Tout d’abord, il n’a pas encore été possible de déterminer qui a décidé de ne pas intervenir à Bisesero. Des documents militaires essentiels (ordres, compte rendus quotidiens) n’ont pas été versés à la procédure. Aucun des membres de l’état-major des armées ou des autorités politiques décisionnaires de l’époque n’a été interrogé. Pourtant il y a fort à parier que le ministre de la Défense de l’époque François Léotard, le chef d’état-major des armées, l’amiral Jacques lanxade, et son adjoint le général Germanos, les conseillers du président de la République le général Quesnot et Bruno Delaye, le secrétaire-général de l’Elysée Hubert Védrine, ainsi que le chef du commandement du COS à Paris, le général Le Page et son homologue sur le terrain, le colonel Rosier, auraient beaucoup à dire, mais leurs auditions, demandées, n’ont pas eu lieu ou ont été expressément refusées par les juges d’instruction.

Par ailleurs, non seulement les responsables n’ont pas donné l’ordre d’intervenir, mais certains d’entre eux ont diffusé de fausses informations auprès de la presse. Entre le 27 et le 29 juin, le colonel Rosier, qui commande l’ensemble du détachement du COS de Turquoise, parle aux journalistes d’« hommes du FPR » présents à Bisesero. Les 28 et 29 juin, le capitaine Marin Gillier, pourtant basé à Gishyita d’où les massacres sont visibles, parle publiquement d’affrontements et de combats. Or tous deux étaient censés savoir depuis le 27 juin que les personnes tuées à Bisesero étaient des civils tutsis en cours d’extermination.

Enfin, des témoins rwandais, dont d’anciens tueurs, accusent les militaires français d’avoir laissé les tueurs se rendant à Bisesero passer librement leurs points de contrôle à Gishyita entre le 28 et le 30 juin 1994. Malgré les demandes des parties civiles, ces témoignages n’ont à ce jour pas été recoupés par les juges.

Au regard de la somme des faits déjà établis et de la masse d’informations qui pourrait encore être obtenue si seulement l’ensemble des auditions étaient menées et l’intégralité des documents « secret-défense » versés au dossier, la clôture de l’enquête à ce stade s’apparente à un déni de justice.
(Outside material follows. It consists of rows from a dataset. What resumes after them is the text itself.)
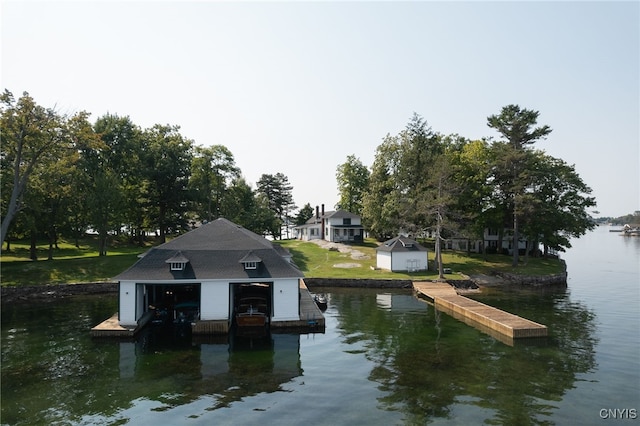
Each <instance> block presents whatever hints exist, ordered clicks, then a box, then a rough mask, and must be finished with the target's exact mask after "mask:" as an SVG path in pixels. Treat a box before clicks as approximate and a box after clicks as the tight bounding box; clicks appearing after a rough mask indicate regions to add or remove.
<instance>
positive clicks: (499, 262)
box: [278, 240, 563, 280]
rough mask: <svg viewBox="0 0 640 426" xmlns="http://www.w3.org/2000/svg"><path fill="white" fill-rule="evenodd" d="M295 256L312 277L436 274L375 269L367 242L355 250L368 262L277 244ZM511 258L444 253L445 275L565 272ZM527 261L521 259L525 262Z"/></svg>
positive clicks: (292, 246)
La justice française semble préférer protéger quelques militaires plutôt que de contribuer à juger un génocide, et il revient donc aux rescapés, aux associations et aux citoyens de poursuivre leur mobilisation pour que, à défaut de justice, la date du 27 juin reste dans la mémoire collective comme celle à laquelle l’armée française s’est rendue, une fois de plus, complice d’un crime contre l’humanité.

27 juillet 2018 : Les juges d’instruction informent les parties civiles de leur intention de clore l’enquête.
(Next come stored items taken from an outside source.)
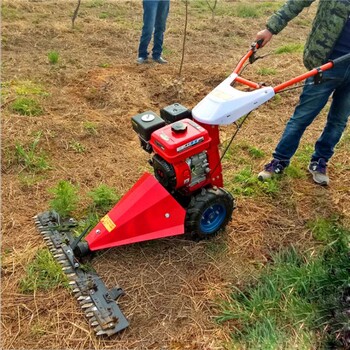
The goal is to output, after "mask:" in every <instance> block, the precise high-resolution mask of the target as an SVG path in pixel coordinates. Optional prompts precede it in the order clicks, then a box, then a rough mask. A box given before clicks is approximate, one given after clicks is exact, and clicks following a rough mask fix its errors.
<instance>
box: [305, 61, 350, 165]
mask: <svg viewBox="0 0 350 350" xmlns="http://www.w3.org/2000/svg"><path fill="white" fill-rule="evenodd" d="M333 69H334V71H333V73H334V74H333V76H336V77H337V78H338V79H339V80H340V81H341V84H340V85H339V86H338V87H337V88H336V90H335V91H334V93H333V100H332V104H331V107H330V110H329V113H328V116H327V123H326V126H325V128H324V130H323V132H322V134H321V136H320V137H319V139H318V140H317V142H316V144H315V152H314V154H313V155H312V158H311V161H318V160H319V159H321V158H322V159H324V160H325V161H326V162H328V160H329V159H330V158H331V157H332V156H333V154H334V147H335V146H336V145H337V143H338V142H339V140H340V138H341V136H342V134H343V131H344V129H345V127H346V124H347V121H348V118H349V115H350V65H349V63H347V65H346V66H339V67H335V68H333ZM341 79H342V80H341Z"/></svg>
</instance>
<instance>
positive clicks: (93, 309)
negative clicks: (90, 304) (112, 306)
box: [85, 306, 97, 314]
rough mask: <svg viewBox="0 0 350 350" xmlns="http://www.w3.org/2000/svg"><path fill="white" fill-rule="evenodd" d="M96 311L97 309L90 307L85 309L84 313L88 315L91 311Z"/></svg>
mask: <svg viewBox="0 0 350 350" xmlns="http://www.w3.org/2000/svg"><path fill="white" fill-rule="evenodd" d="M96 310H97V307H96V306H93V307H90V308H88V309H86V310H85V313H86V314H88V313H89V312H93V311H96Z"/></svg>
26 octobre 2018 : En réponse, les parties civiles déposent des observations et demandes d’actes auprès des juges.

22 novembre 2018 : Les juges d’instruction rejettent ces nouvelles demandes d’actes.

26 novembre 2018 : Les parties civiles font appel de ce refus auprès de la Chambre de l’Instruction.

Hiver 2019 : Le président de la Chambre de l’instruction rejette cet appel sans même convoquer d’audience collégiale de la Chambre de l’instruction.

Hiver 2019 : Les avocats des parties civiles déposent une Question Prioritaire de Constitutionnalité (QPC) à propos de cette disposition qui permet au président de la Chambre de l’instruction d’user de son « filtre » pour empêcher que l’appel soit étudié collégialement par la Chambre de l’instruction.

21 mars 2019 : La QPC est défendue devant les magistrats instructeurs de la Cour d’Appel de Paris

Avril 2019 : Le président de la Chambre d’instruction juge la QPC irrecevable, il s’agit du même juge qui avait fait usage de son filtre pour rejeter les appels des parties civiles précédemment, ce filtre justement contesté par la QPC.

23 avril 2019 : Les avocats des parties civiles déposent un recours pour excès de pouvoir de ce juge devant la Cour de Cassation

17 juin 2019 : Les parties civiles déposent une nouvelle demande auprès des juges pour qu’ils sollicitent à nouveau la levée du secret défense sur les documents qui avaient été jusque là refusés ou partiellement communiqués par le ministère de la défense, et qui pourraient pourtant être communiqués aux historiens suite à la décision d’Emmanuel Macron de créer une commission de chercheurs sur le rôle de la France au Rwanda.

27 juin 2019 : Les juges d’instruction rejettent cette nouvelle demande.

Les prochaines étapes : Le réquisitoire du Parquet, probablement pour demander le non-lieu, à la suite duquel les parties civiles auront un mois pour réagir, puis l’ordonnance (de non lieu selon toute vraisemblance) des juges d’instruction, contre laquelle un appel est possible ; et en parallèle l’examen du recours pour excès de pouvoir devant la Cour de Cassation.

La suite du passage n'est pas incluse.